Cuz even with the help of any type of test-meter available, the measured-data would still only allow ya to 'GUESS' whether a tested ign.coil is supposed to-be factory-rated as '6v' or '12v',, as there's no established world-std.formula to determine exactly what any particular ign.coil-producer had actually intended FOR-SURE.
(Of-course this issue wouldn't be such that it is, IF all ign.coils actually had-to meet some particular results,, such-as an established/standardized spark-voltage, or the same-established primary-current, etc. _ But however, ign.coil-manufacturers are-not actually so restricted !)
If ya had a magical ign.coil test-meter (to test that large-batch of unlabeled ign.coils with), and it could somehow definitely tell whether the ign.coil-manufacturer's original-labeling had been either 6v or 12v,, then after using it to segregate all the unlabeled ign.coils into the two groupings (of either factory-labeled 6v or 12v versions), you'd then find that (roughly!) two-thirds of those ign.coils within ONE of the groups, would all share fairly-similar property-specs with each-other, (and of-course would also be notably-different from the equivalent specs of MOST ign.coils segregated into the OTHER-group)... HOWEVER, about one-third within both groups would have property-specs that do-not well correlate with the common property-specs of the majority within the group they were segregated-to, and-so could just-as-well be-at-home in EITHER grouping,, or even (some of THEM) could be considered for further-segregation into a third-grouping, due-to their more-extreme property-spec variances (which seem to-be TOO far-out for being left mixed with either established-group).
So bottom-line is... all 12v.coils are-not created-equal, nor are all 6v.coils created-equal,, and also, their respective sets of property-specs (which supposedly-divide those two groups apart), are too-well SHADED in fairly-deep blurry-murk to-be clearly defined & distinguishable !

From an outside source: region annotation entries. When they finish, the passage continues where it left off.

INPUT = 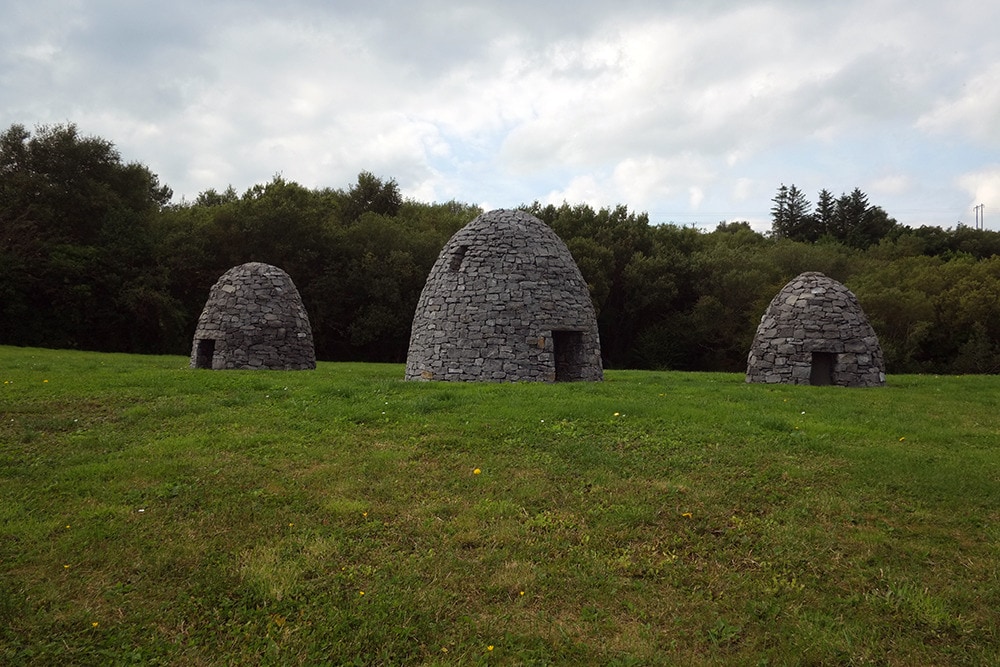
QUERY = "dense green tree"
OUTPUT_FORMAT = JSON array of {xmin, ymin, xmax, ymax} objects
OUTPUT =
[
  {"xmin": 342, "ymin": 171, "xmax": 403, "ymax": 222},
  {"xmin": 0, "ymin": 125, "xmax": 182, "ymax": 351},
  {"xmin": 771, "ymin": 183, "xmax": 822, "ymax": 241}
]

" Ballast resistors were used on Auto systems in series with a 10V coil.
The action was that when the starter was used, it pulled the battery voltage down to around 10 to 11 volts, so the coils output was reduced. With the series resistor included, when the starter is running, the resistor is by-passed, so the 10V coil will run on the battery’s reduced voltage, to provide a good spark, when the started is off, the series resistor is again included in the circuit to reduce the 12V down to the coils 10V. "

____ I've heard of that explanation before, and it seems like a mechanic's deductive-reasoning, to me, (rather than an electrical-engineer's). _ Because for one-thing, it's not like the ign.spark can't still do it's intended-job when it's just 17% down on full-HT.voltage, (when a warmed engine is being cranked-over).
I'd be more-apt to accept such conjecture, if I could see the ign.coil with a '10 volt' label affixed.
There's just-not any significant way to differentiate between 12v & 10v ign.coils' internal-construction, to bother with such rather minor specific labeling. _ As such oddly-rated ign.coils would be even more interchangeable than 12v & 6v versions are, and-so may as well also be labeled as 12v.



" The second part is maybe your “tongue in cheek” reference to the TV show that you mention, "

____ I had intended to elaborate on that detail later, but forgot-to,, and later when no-one questioned it, I decided to just let it stand.
__ The plug-cap (on the BSA) was an example of those types that have an internal-gap of their-own which lets it's passing spark light-up the cap's colored-plastic insulator. _ Whilst fairly-neat to see,, the main-function of IT's internal-gap, is to keep a slightly fouled plug from bleeding-down the building-voltage before it can finally muster-up the tension required to jump the plug-gap.
Good for keeping fouled-plugs from misfiring,, but otherwise (with good plugs), not so good for best-ignition,,
(except for the light-show, of-course).



" it would be sheer madness to open the plug gap up to those gaps. It is not needed and will only cause the higher voltage to short out anywhere and everywhere it can, "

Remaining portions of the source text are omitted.